Mohon tunggu...
Merza Gamal
Merza Gamal Mohon Tunggu... Konsultan - Pensiunan Gaul Banyak Acara

Penulis Buku: - "Spiritual Great Leader" - "Merancang Change Management and Cultural Transformation" - "Penguatan Share Value and Corporate Culture" - "Corporate Culture - Master Key of Competitive Advantage" - "Aktivitas Ekonomi Syariah" - "Model Dinamika Sosial Ekonomi Islam" Menulis untuk berbagi pengetahuan dan pengalaman agar menjadi manfaat bagi orang banyak dan negeri tercinta Indonesia.

Selanjutnya

Tutup

Diary Artikel Utama

Saat Pasangan Hidup Divonis Kanker Stadium Lanjut

29 Januari 2023   17:40 Diperbarui: 20 Januari 2024   18:14 600
+
Laporkan Konten
Laporkan Akun
Kompasiana adalah platform blog. Konten ini menjadi tanggung jawab bloger dan tidak mewakili pandangan redaksi Kompas.

Saat dokter dan tim kesehatan menyampaikan vonis kanker, rasanya seperti mendengar petir di siang bolong. Dan jika yang divonis tersebut adalah pasangan hidup kita, rasanya seperti menghadapi palu godam karena kehidupan pasangan kita akan segera berakhir.

Ketika vonis disampaikan, kondisinya adalah kanker stadium lanjut, dan secara ramalan medis hampir-hampir tidak dapat disembuhkan. Dan, yang menyesakkan adalah seseorang baru diketahui mengidap kanker kebanyakan sudah pada stadium lanjut (stadium 3-4). Sehingga begitu mendengar vonis dokter bahwa pasangan kita menderita kanker, maka seolah-olah semuanya akan berakhir.

Hampir sepuluh tahun yang lalu, saya mengalaminya. Pasangan hidup saya, yang sebelumnya sehat-sehat saja dan tidak ada tanda-tanda, tiba-tiba divonis kanker stadium III D menjelang stadium IV.

Image: Saat pasangan hidup divonis kanker stadium lanjut (Grafis by Merza Gamal) 
Image: Saat pasangan hidup divonis kanker stadium lanjut (Grafis by Merza Gamal) 

Awalnya, saat istri saya pijat ketika weekend, tiba-tiba terasa ada benjolan yang keluar dari daerah payudaranya yang selama ini tidak pernah dirasakan ada yang bengkak di sana.

Setelah berkonsultasi dengan kakak istri yang kebetulan dokter, kami segera diminta untuk memastikan benjolan tersebut ke RS Kanker Dharmais.

Singkat cerita, setelah melewati berbagai pemeriksaan selama lebih dari 2 pekan, akhirnya disimpulkan bahwa benjolan yang ada di dalam payudara dan selama ini tidak teraba adalah sel kanker yang telah berkecambah dalam stadium III D menuju stadium IV. Dan, secara medis, harapan hidup istri saya hanya tinggal 3-6 bulan jika tidak dilakukan tindakan segera.

Tindakan yang harus dilakukan untuk memperpanjang usia istri saya adalah dengan operasi pengangkatan payudara.
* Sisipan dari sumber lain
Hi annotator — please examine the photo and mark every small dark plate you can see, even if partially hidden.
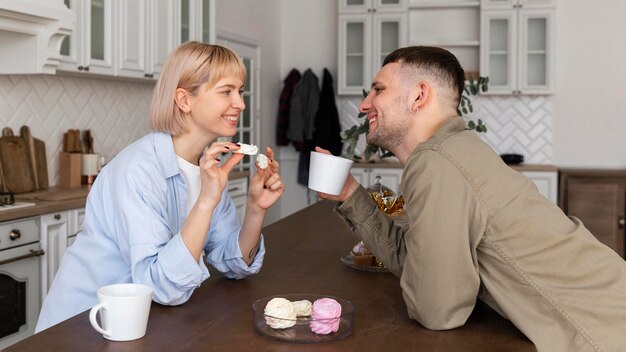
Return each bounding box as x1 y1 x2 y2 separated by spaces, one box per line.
341 254 389 273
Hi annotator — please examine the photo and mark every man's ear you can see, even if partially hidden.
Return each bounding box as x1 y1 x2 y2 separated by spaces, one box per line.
411 81 430 113
174 88 191 113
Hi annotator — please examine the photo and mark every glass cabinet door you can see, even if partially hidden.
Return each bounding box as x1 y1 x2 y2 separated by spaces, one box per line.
59 0 82 71
82 0 114 75
373 0 408 13
480 0 518 9
480 11 517 94
202 0 215 43
519 10 553 93
365 14 407 72
518 0 554 8
339 0 372 13
338 15 372 95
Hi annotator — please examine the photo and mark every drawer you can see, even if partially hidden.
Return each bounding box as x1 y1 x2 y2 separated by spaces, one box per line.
0 217 39 250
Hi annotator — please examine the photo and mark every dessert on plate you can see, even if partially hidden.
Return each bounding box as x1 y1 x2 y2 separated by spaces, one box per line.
350 241 376 266
264 297 297 329
310 298 341 335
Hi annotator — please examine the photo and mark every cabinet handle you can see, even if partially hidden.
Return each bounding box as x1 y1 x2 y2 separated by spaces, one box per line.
0 249 46 265
9 229 22 241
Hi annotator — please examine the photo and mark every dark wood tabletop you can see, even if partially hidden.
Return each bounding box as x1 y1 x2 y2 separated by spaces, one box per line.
6 201 535 352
Dan, itu harus dilakukan segera karena berpacu dengan waktu.

Saya sebagai suami, mencoba tegar di hadapan tim dokter walau hati ini galau tiada terkira. Saya harus bisa menyampaikan kondisi ini kepada istri saya, tanpa dia menjadi kehilangan semangat hidup, dan mempersiapkan mental anak-anak yang saat itu masih relatif kecil-kecil.

Anak saya yang sulung saat itu baru naik kelas 12 (SMA kelas 3), adiknya masih kelas 1 SMP, dan yang bungsu baru kelas 4 SD.
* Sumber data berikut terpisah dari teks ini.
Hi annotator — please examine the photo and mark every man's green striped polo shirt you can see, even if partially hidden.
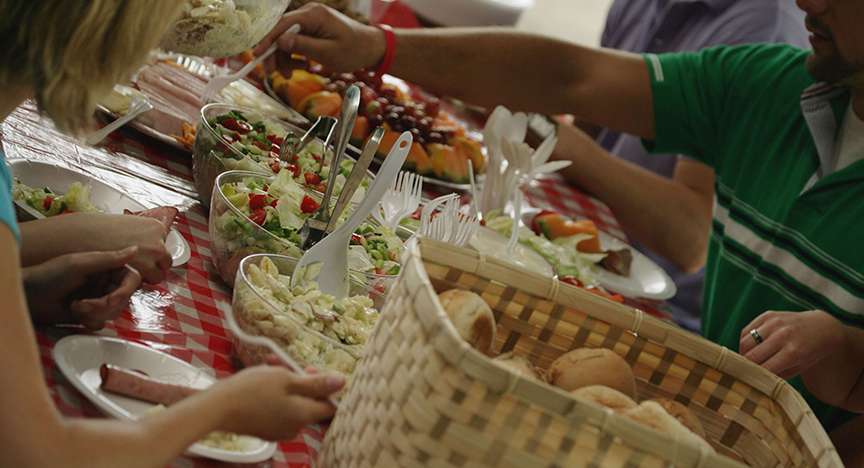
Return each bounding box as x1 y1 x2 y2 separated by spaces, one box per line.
645 45 864 429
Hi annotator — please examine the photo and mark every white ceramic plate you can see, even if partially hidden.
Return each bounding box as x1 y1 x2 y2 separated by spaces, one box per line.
470 226 555 277
9 159 191 267
522 208 678 301
53 335 276 463
597 232 678 301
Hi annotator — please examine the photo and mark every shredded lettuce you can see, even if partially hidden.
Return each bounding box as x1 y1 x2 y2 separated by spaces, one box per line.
486 212 606 286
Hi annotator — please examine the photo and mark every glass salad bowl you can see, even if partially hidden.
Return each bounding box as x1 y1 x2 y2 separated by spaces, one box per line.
227 254 379 375
161 0 291 57
209 171 404 301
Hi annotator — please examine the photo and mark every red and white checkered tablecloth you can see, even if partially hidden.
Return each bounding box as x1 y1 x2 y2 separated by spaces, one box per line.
2 103 656 467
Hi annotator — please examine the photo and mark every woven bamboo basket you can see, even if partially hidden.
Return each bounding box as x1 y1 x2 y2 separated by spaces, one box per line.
319 240 843 468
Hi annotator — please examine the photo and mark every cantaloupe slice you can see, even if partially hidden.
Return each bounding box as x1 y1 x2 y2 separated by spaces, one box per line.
297 91 342 118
Sementara tugas saya di sebuah perbankan nasional mengharuskan saya setiap minggu melakukan perjalanan dinas ke luar Jakarta.
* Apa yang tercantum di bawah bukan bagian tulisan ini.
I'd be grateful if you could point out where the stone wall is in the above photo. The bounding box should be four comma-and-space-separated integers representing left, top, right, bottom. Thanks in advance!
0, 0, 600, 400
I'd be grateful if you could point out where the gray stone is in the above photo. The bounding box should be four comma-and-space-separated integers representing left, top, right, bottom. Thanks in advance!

Saya mendengarkan vonis dokter di ruang yang terpisah dengan ruang pemeriksaan terakhir istri saya sebelum vonis itu keluar.

Saat saya menjemput istri saya ke ruangan periksa untuk pulang ke rumah, istri saya langsung memberondong dengan berbagai pertanyaan karena dia merasa ada sesuatu yang disembunyikan dokter ketika pemeriksaan terhadap dirinya.

Seperti hari-hari pemeriksaan sebelumnya, saya dan istri bertemu di Rumah Sakit. Istri saya dari rumah dan saya dari kantor yang tidak begitu jauh dari rumah sakit, dan setelah dari rumah sakit biasanya, kami kembali berpisah, istri pulang ke rumah dan saya kembali ke kantor. Namun, hari itu saya tidak kembali ke kantor.

Saya mencoba perlahan untuk memberi keterangan kepada istri, dan berusaha bagaimana istri saya jangan sampai tahu bahwa dia sudah menjelang stadium IV dan perkiraan usianya hanya 3-6 bulan saja jika tidak segera operasi. Kebetulan hari itu, adik istri saya yang saat itu bertugas di Merauke datang ke Jakarta untuk menemani pemeriksaan terakhir kakaknya.

Sejak pemeriksaan yang hasilnya mengarah ke kanker, seluruh kakak dan adik istri mulai khawatir dan bergantian ikut menemani dalam serangkaian pemeriksaan selama lebih 2 pekan tersebut.

Sebelum saya bertemu istri saya setelah dari ruang tim kesehatan yang menangani kasus istri saya, saya pun berbicara dulu kepada adik istri saya.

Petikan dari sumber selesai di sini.